Other printable materials that you can create with PowerPoint are:
- coloring pages
- matching activities
- behavior charts
- in other words, just about any kind of printable visual supports you can think of!
But it is easy to use PPT to create on-screen activities for your students, as well. This post is not intended as a step-by-step guide for how to use all of the tools in PPT; that would be far too extensive and complex for me to type and you to read through. I do hope you glean enough information from this overview to start some exploring on your own. (If you feel you’d benefit from in-depth training, contact me about the possibility of a full-day workshop at your school or ask your IT department for some guidance). I’ll give some examples to get you started and, if there’s enough interest in the topic, I’ll add more in future posts.
PPT is a great tool for reviewing curricular materials and taking practice quizzes. These can be done in all text or a combination of text and symbols, and can be silent or with sound. You record the text to be read to the student, import sound effects that match or enhance the visual, or use built-in sound effects to indicate correct/incorrect answers, page turn, etc. These PPT-based learning materials can be as simple or sophisticated to meet the student’s developmental level, from cause/effect through multiple choice practice quizzes, and can be especially helpful for students with special needs. (Note: PPT will not keep score, which is why I use them for practice. If you want to keep track of the student’s performance, ie use this as a real test, you’d have to have an adult sit with the student to tally correct/incorrect responses).
As I said, this is not a detailed instructional manual, but let’s take a look at how Action Buttons can be used to create a simple illustrated quiz.
First, I use the Clip Art Gallery to find the pictures that I want. (Note your other choices for importing graphics as well).
Then I place the pictures on the page and add the text prompt.
From the Slide Show menu, scroll down to Action Buttons and over to Next Slide.
When you draw an Action Button over the correct answer, it will appear as a big blue arrow. We will fix that in a moment. You will also get this pop-up menu. It is already programmed to go to the next page. You can chose to select a sound effect, such as applause (built into PPT) or an actual cow mooing (imported from a free sound effects site).
Double-click on the blue arrow to bring up the Format toolbar. Slide Transparency all the way to the right to get rid of the blue background on the button. Then pull down on the Line menu to select “no line.” When you click off the button, it will have become invisible.
Create additional cards in the same way, ending with a blank card or card that you decorate in some way, title “The End,” or whatever you want (the Action Button always has to have a place to go). Each time, put an invisible Action Button over the correct answer.

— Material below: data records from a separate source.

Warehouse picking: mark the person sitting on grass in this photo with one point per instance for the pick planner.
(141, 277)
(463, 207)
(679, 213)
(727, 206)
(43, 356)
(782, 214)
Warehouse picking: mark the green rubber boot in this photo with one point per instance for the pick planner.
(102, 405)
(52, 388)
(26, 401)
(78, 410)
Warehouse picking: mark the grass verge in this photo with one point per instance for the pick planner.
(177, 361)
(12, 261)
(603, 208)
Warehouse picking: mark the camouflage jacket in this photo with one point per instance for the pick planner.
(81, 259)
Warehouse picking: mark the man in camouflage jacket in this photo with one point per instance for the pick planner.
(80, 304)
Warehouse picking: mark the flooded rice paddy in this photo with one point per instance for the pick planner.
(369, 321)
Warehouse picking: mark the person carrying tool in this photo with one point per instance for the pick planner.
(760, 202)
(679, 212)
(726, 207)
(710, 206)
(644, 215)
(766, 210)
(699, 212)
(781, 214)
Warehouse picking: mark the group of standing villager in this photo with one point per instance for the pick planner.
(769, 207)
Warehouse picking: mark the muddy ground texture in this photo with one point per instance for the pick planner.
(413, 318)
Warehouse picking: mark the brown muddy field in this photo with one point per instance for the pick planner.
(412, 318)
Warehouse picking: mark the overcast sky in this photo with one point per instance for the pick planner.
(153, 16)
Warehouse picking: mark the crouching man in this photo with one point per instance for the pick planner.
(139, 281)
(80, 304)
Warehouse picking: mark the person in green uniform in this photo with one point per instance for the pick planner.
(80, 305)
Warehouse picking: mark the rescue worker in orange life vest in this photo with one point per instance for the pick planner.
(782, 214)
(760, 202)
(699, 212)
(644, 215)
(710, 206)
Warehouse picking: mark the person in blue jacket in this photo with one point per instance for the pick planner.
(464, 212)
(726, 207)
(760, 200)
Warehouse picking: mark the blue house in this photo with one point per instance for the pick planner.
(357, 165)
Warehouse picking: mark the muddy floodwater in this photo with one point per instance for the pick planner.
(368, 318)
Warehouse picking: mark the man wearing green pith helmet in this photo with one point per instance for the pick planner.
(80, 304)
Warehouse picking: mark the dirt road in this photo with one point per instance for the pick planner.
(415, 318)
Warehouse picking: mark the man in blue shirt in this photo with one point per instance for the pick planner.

NOW THIS IS VERY IMPORTANT!! You can choose to have a fancy transition or just simply show the next slide. Transitions and sound effects can be fun and reinforcing or highly distracting, so know your student and plan accordingly. IF YOU ARE USING ACTION BUTTONS AS DESCRIBED ABOVE, you need to change a setting in the Transitions Toolbar!
After you have created your entire activity, go to the Transitions Toolbar and DESELECT “Advance Slide On Mouse Click.” If you leave that checked, the student can click anywhere on the screen and the slide will advance. If you uncheck that box, the only way the student can move to the next slide is by clicking on the correct answer.

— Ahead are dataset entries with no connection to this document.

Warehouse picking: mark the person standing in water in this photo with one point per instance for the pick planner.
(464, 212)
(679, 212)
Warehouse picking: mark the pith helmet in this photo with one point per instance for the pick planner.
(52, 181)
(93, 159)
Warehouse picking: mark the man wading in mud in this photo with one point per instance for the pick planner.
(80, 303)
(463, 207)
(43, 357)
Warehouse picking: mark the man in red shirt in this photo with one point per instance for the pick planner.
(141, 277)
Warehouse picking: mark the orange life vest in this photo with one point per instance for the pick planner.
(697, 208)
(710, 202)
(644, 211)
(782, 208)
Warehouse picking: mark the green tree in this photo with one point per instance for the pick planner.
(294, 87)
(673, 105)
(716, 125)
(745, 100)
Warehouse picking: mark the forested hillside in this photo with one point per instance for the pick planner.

Whew. That’s the very basics of creating an onscreen practice quiz. It may seem complicated, but once you do it a few times, it is really quite simple. There is SOOOO much more you can do with PPT for your students. I hope this will get you started exploring this powerful tool.
One final note: my screenshots may look different from what you see on your screen, depending on the Mac or Windows version you are using. Don’t worry about these differences! The tools are all there somewhere and they all work the same.